Kenneth Alan Beem, a retired Montgomery College geology professor who was a specialist on Baltimore-made pottery, including the McCormick teapot, died of cardiac arrest June 3 at the University of Pittsburgh Medical Center. He was 72 and lived in Catonsville.
Born in Columbus, Ohio, the son of Richard and Jean Beem, he was a 1960 graduate of Mifflin High School. He earned bachelor's and master's degrees at Tulane University. He received a doctorate in geology at the University of Cincinnati. He was a specialist in micropaleontology and had worked at the Smithsonian Institution.
In 1971, Dr. Beem joined the faculty of Montgomery College in Rockville. He taught geology and biology for more than 36 years before he retired.
In 1974, he married Barbara Miller, a Howard County Times reporter. They moved to Catonsville, where he became interested in antiques and the Bennett Pottery Co. of Baltimore.

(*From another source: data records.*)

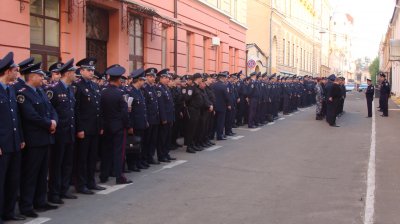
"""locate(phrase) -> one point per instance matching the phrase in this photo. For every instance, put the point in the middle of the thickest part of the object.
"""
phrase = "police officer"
(88, 127)
(167, 116)
(385, 95)
(116, 121)
(55, 75)
(222, 104)
(11, 140)
(39, 121)
(369, 94)
(137, 119)
(194, 102)
(62, 98)
(153, 116)
(19, 83)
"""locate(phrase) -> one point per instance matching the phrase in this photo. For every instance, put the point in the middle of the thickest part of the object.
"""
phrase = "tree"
(374, 69)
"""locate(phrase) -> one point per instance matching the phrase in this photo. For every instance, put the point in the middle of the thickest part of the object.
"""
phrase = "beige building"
(289, 33)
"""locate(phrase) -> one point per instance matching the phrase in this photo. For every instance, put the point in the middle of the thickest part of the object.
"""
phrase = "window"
(45, 31)
(164, 52)
(288, 54)
(188, 50)
(205, 55)
(284, 52)
(135, 42)
(293, 53)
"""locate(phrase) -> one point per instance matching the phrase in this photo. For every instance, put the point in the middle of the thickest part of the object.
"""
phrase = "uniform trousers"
(86, 159)
(33, 177)
(10, 167)
(60, 170)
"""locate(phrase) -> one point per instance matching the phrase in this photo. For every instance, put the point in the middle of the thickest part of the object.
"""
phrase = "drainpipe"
(270, 38)
(176, 37)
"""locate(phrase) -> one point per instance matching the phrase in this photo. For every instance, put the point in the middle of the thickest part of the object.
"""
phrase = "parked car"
(363, 87)
(350, 87)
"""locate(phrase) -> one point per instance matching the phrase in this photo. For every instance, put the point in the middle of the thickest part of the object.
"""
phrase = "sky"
(371, 20)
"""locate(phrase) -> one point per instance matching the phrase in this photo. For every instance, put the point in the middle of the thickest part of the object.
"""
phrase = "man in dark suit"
(39, 120)
(62, 98)
(222, 104)
(369, 94)
(11, 140)
(167, 116)
(88, 127)
(137, 120)
(116, 121)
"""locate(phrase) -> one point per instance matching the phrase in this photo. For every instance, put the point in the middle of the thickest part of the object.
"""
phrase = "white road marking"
(370, 197)
(215, 147)
(171, 165)
(111, 189)
(38, 220)
(237, 137)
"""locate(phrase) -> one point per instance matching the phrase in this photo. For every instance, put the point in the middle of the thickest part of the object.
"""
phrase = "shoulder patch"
(50, 94)
(21, 98)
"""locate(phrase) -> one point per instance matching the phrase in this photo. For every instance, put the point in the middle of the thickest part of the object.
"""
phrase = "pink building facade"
(131, 33)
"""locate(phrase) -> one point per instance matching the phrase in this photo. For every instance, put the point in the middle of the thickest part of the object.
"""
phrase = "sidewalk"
(387, 192)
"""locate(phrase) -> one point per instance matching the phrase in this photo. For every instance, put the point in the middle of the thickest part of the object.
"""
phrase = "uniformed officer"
(88, 127)
(222, 104)
(55, 75)
(194, 102)
(137, 119)
(167, 116)
(62, 98)
(253, 95)
(385, 95)
(153, 116)
(18, 84)
(11, 140)
(369, 95)
(116, 122)
(39, 120)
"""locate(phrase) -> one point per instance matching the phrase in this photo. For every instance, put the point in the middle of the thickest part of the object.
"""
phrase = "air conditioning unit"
(215, 41)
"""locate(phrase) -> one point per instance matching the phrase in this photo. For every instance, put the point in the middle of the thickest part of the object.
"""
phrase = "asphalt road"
(296, 170)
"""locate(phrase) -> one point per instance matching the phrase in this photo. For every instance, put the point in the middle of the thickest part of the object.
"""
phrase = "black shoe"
(163, 160)
(85, 191)
(55, 200)
(30, 214)
(211, 143)
(140, 167)
(14, 218)
(153, 162)
(96, 188)
(122, 180)
(144, 163)
(190, 150)
(170, 158)
(46, 207)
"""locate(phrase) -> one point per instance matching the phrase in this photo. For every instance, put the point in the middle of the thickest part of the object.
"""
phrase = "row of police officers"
(54, 132)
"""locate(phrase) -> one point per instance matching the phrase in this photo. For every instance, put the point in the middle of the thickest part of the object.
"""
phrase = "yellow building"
(293, 29)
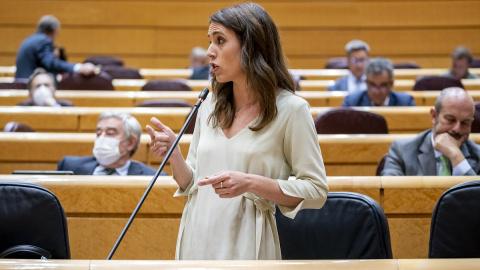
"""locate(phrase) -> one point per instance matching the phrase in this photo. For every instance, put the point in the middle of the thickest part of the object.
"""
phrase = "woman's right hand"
(160, 141)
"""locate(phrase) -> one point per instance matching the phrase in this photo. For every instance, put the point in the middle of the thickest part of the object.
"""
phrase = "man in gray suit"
(443, 150)
(357, 57)
(38, 51)
(118, 137)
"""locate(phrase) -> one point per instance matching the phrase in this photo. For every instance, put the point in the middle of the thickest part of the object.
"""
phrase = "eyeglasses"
(358, 60)
(382, 87)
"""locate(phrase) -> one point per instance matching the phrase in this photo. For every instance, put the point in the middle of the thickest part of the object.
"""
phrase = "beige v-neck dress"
(214, 228)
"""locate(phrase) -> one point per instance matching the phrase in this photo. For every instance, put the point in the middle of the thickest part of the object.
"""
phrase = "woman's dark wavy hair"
(262, 58)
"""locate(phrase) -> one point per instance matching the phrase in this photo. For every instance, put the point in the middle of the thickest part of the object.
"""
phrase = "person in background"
(357, 57)
(41, 90)
(38, 51)
(443, 150)
(245, 147)
(199, 64)
(118, 138)
(379, 88)
(461, 60)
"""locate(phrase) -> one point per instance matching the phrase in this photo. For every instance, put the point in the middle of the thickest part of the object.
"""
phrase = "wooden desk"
(309, 74)
(83, 119)
(92, 98)
(98, 207)
(305, 85)
(343, 155)
(393, 264)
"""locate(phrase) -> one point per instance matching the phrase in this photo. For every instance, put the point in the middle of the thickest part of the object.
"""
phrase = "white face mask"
(40, 94)
(106, 150)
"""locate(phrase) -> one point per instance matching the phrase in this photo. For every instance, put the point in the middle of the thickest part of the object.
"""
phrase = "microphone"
(203, 95)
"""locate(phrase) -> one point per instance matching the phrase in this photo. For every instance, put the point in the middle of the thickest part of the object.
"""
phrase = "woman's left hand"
(227, 184)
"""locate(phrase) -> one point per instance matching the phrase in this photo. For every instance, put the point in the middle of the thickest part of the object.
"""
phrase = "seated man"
(443, 150)
(379, 88)
(38, 51)
(461, 60)
(357, 57)
(118, 137)
(41, 90)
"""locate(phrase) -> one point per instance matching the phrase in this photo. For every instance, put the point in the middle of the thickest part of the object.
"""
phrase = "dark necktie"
(109, 171)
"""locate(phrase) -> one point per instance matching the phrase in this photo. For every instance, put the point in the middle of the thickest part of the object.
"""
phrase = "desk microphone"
(203, 95)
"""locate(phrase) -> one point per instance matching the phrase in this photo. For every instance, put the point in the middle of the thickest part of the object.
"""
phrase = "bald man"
(443, 150)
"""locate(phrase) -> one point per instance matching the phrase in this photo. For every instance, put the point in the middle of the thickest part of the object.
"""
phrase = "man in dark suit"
(38, 51)
(118, 137)
(357, 57)
(41, 91)
(443, 150)
(379, 88)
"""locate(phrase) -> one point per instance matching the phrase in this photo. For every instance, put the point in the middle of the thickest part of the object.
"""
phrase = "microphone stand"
(203, 95)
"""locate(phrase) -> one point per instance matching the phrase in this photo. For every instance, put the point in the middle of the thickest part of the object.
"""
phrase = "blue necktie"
(445, 166)
(109, 171)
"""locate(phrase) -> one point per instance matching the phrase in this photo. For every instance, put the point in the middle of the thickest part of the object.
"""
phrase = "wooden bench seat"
(98, 208)
(83, 119)
(385, 264)
(309, 74)
(343, 155)
(305, 85)
(92, 98)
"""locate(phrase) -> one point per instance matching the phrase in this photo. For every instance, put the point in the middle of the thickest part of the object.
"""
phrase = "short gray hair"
(377, 65)
(37, 72)
(462, 52)
(356, 45)
(446, 91)
(48, 24)
(130, 125)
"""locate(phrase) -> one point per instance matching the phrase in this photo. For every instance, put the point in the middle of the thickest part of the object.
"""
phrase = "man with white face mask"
(118, 137)
(41, 90)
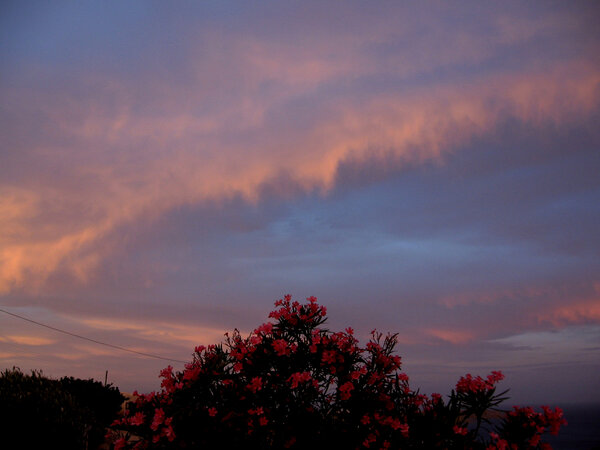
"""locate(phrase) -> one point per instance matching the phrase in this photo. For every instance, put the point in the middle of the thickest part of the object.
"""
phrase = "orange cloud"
(455, 337)
(180, 158)
(26, 340)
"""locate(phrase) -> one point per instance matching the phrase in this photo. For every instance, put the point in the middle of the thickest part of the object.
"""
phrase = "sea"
(582, 431)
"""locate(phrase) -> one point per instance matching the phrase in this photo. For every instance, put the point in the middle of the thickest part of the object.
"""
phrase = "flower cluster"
(294, 384)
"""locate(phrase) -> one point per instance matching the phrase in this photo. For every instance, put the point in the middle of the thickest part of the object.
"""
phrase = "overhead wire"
(91, 340)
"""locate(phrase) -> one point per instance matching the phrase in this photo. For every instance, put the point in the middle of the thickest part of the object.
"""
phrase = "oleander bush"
(294, 384)
(38, 412)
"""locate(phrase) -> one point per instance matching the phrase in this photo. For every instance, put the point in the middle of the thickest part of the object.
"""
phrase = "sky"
(432, 169)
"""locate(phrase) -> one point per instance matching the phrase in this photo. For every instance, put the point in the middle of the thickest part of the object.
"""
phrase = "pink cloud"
(179, 158)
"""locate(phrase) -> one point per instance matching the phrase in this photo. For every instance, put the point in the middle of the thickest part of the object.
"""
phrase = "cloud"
(26, 340)
(398, 128)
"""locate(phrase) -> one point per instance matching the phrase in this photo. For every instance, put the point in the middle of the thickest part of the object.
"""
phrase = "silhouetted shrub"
(294, 384)
(37, 412)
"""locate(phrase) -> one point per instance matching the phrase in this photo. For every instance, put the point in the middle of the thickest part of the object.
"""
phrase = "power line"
(91, 340)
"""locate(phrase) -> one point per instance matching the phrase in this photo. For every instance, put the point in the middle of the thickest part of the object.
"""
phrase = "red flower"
(281, 348)
(255, 385)
(120, 443)
(159, 417)
(137, 419)
(459, 430)
(345, 390)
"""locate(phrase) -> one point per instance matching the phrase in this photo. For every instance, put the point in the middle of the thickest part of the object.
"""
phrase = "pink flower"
(137, 419)
(459, 430)
(345, 390)
(299, 377)
(120, 443)
(281, 348)
(159, 417)
(255, 385)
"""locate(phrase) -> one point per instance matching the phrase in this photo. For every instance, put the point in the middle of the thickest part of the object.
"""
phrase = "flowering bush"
(294, 384)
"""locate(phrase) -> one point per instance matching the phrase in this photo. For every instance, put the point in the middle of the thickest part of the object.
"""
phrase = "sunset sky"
(169, 170)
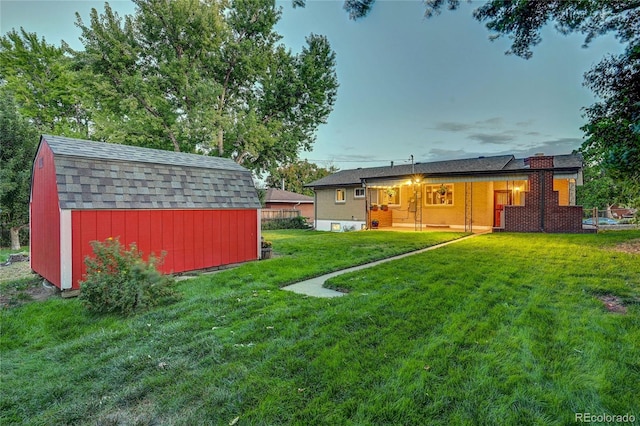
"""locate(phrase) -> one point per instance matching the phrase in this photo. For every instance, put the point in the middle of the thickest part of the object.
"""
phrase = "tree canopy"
(41, 79)
(613, 128)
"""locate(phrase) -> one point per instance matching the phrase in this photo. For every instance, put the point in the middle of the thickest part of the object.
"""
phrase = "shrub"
(120, 280)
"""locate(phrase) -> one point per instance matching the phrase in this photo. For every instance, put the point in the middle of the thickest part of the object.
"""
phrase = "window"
(438, 194)
(389, 195)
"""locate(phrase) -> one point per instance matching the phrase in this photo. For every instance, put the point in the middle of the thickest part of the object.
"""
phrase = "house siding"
(542, 211)
(541, 194)
(44, 222)
(353, 209)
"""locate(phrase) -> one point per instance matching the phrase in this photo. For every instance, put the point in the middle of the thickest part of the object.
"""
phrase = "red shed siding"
(192, 239)
(542, 211)
(45, 217)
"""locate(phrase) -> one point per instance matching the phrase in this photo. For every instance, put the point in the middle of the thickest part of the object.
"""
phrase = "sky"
(435, 89)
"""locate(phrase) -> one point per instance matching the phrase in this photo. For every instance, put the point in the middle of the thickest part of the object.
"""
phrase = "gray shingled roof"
(469, 166)
(96, 175)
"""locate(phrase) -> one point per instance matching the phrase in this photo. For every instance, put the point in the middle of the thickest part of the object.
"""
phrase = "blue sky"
(435, 89)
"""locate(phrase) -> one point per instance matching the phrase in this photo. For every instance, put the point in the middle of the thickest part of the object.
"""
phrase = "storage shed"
(202, 211)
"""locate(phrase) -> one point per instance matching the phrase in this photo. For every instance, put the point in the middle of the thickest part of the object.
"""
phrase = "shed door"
(500, 199)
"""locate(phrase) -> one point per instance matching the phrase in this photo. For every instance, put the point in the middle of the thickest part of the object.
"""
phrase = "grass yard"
(497, 329)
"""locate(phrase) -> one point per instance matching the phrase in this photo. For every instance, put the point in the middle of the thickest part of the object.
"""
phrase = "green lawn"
(497, 329)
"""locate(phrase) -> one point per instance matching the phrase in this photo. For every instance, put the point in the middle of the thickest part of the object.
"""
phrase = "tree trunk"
(15, 237)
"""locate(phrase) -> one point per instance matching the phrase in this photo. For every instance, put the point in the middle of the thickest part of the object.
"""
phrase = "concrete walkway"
(314, 286)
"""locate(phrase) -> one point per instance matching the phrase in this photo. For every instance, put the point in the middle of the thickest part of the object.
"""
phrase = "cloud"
(457, 126)
(557, 146)
(451, 126)
(525, 123)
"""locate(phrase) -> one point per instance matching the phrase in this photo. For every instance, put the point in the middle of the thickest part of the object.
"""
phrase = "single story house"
(500, 193)
(278, 200)
(201, 211)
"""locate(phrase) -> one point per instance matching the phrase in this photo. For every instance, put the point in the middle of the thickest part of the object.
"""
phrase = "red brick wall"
(384, 217)
(541, 211)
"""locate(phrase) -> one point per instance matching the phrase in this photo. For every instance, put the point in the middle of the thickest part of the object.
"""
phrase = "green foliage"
(18, 144)
(446, 337)
(289, 223)
(613, 130)
(296, 175)
(119, 280)
(47, 88)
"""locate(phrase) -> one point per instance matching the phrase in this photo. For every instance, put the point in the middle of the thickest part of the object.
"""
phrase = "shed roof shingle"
(97, 175)
(469, 166)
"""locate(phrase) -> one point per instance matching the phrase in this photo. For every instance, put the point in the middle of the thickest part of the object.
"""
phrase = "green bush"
(121, 281)
(299, 222)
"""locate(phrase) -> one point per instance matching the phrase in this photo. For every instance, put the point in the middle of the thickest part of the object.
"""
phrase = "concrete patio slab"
(314, 286)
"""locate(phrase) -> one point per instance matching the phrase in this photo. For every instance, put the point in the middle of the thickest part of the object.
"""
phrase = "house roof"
(275, 195)
(470, 166)
(97, 175)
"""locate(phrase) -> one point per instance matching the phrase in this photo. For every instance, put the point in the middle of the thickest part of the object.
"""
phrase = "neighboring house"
(278, 199)
(500, 193)
(200, 211)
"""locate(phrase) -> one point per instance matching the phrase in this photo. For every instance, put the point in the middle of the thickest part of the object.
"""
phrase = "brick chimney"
(539, 161)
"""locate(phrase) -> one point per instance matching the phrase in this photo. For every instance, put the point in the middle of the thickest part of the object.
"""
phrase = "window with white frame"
(390, 195)
(438, 195)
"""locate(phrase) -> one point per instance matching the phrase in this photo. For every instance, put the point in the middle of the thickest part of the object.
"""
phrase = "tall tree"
(208, 76)
(18, 143)
(296, 174)
(46, 88)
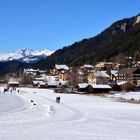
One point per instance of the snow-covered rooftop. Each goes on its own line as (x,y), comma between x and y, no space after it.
(83,85)
(101,86)
(59,67)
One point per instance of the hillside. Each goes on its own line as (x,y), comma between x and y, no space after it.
(121,38)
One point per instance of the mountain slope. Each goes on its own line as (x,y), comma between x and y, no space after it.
(122,37)
(25,55)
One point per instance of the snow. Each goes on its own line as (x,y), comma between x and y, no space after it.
(83,85)
(101,86)
(127,95)
(76,117)
(25,55)
(65,67)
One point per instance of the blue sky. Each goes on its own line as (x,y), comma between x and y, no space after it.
(53,24)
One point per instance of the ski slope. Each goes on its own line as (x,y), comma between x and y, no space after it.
(76,117)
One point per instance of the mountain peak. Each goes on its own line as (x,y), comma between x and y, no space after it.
(25,55)
(25,52)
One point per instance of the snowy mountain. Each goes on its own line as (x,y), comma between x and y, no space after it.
(25,55)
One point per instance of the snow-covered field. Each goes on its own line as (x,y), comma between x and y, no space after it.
(76,117)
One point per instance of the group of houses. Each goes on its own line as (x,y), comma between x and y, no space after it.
(101,78)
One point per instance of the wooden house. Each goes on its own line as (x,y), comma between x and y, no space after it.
(96,89)
(124,86)
(13,84)
(129,74)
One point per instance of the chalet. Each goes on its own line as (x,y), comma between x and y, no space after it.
(102,77)
(62,71)
(98,88)
(95,89)
(124,86)
(42,85)
(129,74)
(82,87)
(104,65)
(13,84)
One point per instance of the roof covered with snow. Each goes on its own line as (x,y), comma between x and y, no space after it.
(59,67)
(101,86)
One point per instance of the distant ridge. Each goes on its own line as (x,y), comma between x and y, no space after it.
(25,55)
(121,38)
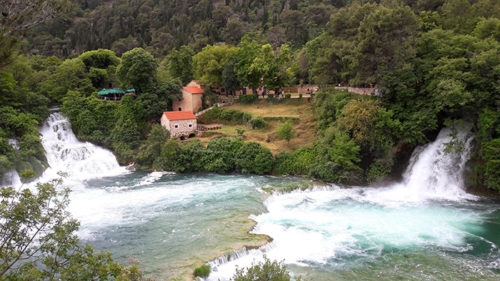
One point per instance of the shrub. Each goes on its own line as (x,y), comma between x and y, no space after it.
(202,271)
(240,131)
(272,99)
(254,158)
(258,123)
(265,271)
(248,99)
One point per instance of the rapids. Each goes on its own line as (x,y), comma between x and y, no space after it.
(423,228)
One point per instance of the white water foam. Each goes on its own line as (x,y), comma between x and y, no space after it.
(11,178)
(79,160)
(344,227)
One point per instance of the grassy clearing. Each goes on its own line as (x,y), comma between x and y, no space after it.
(305,126)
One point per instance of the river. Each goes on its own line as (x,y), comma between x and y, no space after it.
(424,228)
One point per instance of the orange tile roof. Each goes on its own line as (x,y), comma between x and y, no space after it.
(193,90)
(179,115)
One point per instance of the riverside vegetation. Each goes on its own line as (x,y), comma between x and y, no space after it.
(435,62)
(436,66)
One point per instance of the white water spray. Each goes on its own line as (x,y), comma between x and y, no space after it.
(66,154)
(340,228)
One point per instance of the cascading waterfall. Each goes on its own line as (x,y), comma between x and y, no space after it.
(66,154)
(345,228)
(11,178)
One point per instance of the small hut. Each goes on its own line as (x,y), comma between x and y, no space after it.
(115,93)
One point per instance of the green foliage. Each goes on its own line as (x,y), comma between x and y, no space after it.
(149,152)
(202,271)
(285,131)
(258,123)
(101,59)
(336,159)
(209,64)
(254,158)
(71,75)
(328,105)
(35,223)
(492,166)
(137,70)
(264,271)
(98,77)
(272,67)
(240,131)
(248,98)
(180,64)
(221,115)
(221,155)
(297,162)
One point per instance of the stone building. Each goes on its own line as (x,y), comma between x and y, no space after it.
(181,124)
(192,96)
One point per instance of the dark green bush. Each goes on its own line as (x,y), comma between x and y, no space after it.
(224,115)
(264,271)
(254,158)
(258,123)
(248,99)
(202,271)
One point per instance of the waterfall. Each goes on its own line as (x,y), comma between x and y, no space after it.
(11,178)
(437,169)
(77,160)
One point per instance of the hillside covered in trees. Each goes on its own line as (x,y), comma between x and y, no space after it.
(435,61)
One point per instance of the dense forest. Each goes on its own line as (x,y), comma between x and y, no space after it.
(436,62)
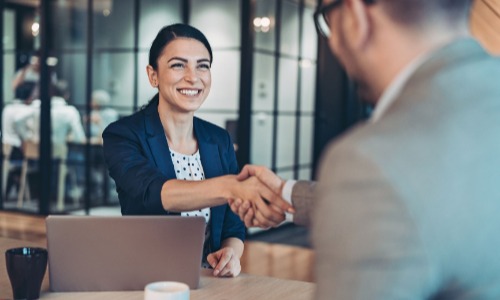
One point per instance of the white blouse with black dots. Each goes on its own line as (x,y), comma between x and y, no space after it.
(188,167)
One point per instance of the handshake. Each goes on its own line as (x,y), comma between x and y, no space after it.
(260,202)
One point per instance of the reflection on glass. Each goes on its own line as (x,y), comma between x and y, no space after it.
(261,142)
(70,30)
(286,141)
(114,72)
(8,75)
(263,82)
(264,25)
(308,86)
(8,36)
(290,29)
(287,93)
(309,36)
(224,93)
(154,14)
(219,20)
(306,140)
(113,24)
(69,68)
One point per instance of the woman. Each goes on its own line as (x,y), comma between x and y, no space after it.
(166,161)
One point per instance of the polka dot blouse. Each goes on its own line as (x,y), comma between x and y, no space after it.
(188,167)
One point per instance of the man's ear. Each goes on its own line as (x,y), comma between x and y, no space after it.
(362,26)
(152,76)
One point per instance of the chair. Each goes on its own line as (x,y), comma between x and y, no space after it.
(31,152)
(7,150)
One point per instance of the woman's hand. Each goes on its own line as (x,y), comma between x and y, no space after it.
(225,262)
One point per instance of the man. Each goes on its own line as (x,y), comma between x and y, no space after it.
(65,118)
(407,204)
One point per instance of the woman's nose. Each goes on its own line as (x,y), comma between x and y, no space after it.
(191,75)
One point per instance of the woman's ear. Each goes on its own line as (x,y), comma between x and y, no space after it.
(152,76)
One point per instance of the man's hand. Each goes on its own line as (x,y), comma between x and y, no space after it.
(225,262)
(261,199)
(260,213)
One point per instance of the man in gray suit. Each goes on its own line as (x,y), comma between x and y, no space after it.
(407,203)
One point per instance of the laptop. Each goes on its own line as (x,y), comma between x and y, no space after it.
(89,253)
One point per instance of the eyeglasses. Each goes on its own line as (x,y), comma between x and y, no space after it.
(321,20)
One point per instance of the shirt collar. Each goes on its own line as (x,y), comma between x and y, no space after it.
(391,93)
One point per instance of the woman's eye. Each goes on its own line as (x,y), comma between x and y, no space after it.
(177,66)
(204,67)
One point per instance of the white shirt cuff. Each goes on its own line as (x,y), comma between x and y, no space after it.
(286,194)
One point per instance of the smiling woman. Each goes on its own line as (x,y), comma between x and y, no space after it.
(165,161)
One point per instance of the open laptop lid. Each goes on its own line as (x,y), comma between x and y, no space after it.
(123,253)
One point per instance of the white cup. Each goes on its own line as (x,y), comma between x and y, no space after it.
(166,290)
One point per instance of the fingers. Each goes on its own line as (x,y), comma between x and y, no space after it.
(225,256)
(212,259)
(245,172)
(265,222)
(248,218)
(266,176)
(232,269)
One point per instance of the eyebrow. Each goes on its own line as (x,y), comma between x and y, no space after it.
(185,60)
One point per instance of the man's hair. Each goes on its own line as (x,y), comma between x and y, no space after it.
(25,90)
(60,89)
(413,13)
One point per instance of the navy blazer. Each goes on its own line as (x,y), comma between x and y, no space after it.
(138,159)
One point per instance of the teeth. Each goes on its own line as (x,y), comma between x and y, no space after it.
(189,92)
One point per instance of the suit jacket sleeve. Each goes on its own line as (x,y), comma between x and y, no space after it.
(302,201)
(233,226)
(138,180)
(367,246)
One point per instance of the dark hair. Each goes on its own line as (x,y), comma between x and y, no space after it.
(59,89)
(170,33)
(25,90)
(415,12)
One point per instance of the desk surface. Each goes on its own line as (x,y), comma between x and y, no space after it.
(242,287)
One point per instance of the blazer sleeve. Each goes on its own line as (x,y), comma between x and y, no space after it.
(138,180)
(302,201)
(233,226)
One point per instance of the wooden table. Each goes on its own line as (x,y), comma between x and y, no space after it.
(242,287)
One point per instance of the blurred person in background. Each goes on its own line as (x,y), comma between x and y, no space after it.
(102,115)
(11,137)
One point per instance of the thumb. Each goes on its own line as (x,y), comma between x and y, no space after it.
(212,259)
(244,174)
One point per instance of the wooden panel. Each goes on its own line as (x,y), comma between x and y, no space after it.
(485,24)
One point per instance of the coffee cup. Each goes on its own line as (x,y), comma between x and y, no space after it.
(26,268)
(166,290)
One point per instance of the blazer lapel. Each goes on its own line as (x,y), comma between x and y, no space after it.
(157,141)
(212,166)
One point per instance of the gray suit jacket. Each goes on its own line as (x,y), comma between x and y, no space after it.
(408,207)
(302,200)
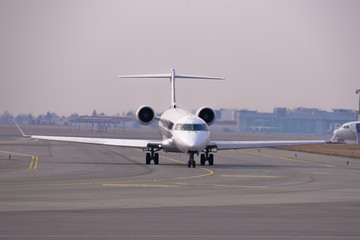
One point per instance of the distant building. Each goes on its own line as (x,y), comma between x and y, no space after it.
(297,121)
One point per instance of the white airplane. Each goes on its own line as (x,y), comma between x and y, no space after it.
(348,131)
(181,130)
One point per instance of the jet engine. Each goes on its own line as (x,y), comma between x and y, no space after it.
(145,115)
(207,114)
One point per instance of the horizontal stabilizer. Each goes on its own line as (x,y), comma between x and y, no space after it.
(166,75)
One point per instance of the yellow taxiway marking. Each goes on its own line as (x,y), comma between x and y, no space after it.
(140,185)
(15,153)
(34,162)
(172,236)
(250,176)
(286,158)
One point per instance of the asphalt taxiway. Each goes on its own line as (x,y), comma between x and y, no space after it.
(54,190)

The Bennett firm once produced the McCormick teapots sold by the spice firm.
Dr. Beem researched and wrote about 19th- and early 20th-century Baltimore potteries. In 1992, he and his wife began writing for AntiqueWeek, a national publication for collectors and dealers. They wrote features and covered antique shows. He wrote a monthly column, the Question Box, beginning in 2011.
He and his wife also wrote about historic homes open to tourists for The New England Antiques Journal. He contributed articles to The Baltimore Sun. They interviewed curators at Williamsburg and Winterthur.
Their article, "A History of Baltimore Porcelain," was published in the 2012 edition of Ceramics in America. At the time of his death, he was researching Rebekah-at-the-Well teapots also made by Bennett Pottery.
He collected cocktail shakers, paint-by-numbers pictures and 78 rpm records. A car enthusiast and fan of Formula One auto racing, he also enjoyed classical music and played the trombone. He was also a founding member of the Catonsville Seven, a local travel writers' group.
A memorial service will be held at 10:30 a.m. Saturday at Salem Evangelical Lutheran Church, 905 Frederick Road in Catonsville, where he was a member and played in the Salem Brass group.
In addition to his wife of 41 years, survivors include a daughter, Katherine McKerrow of Catonsville; and three grandchildren.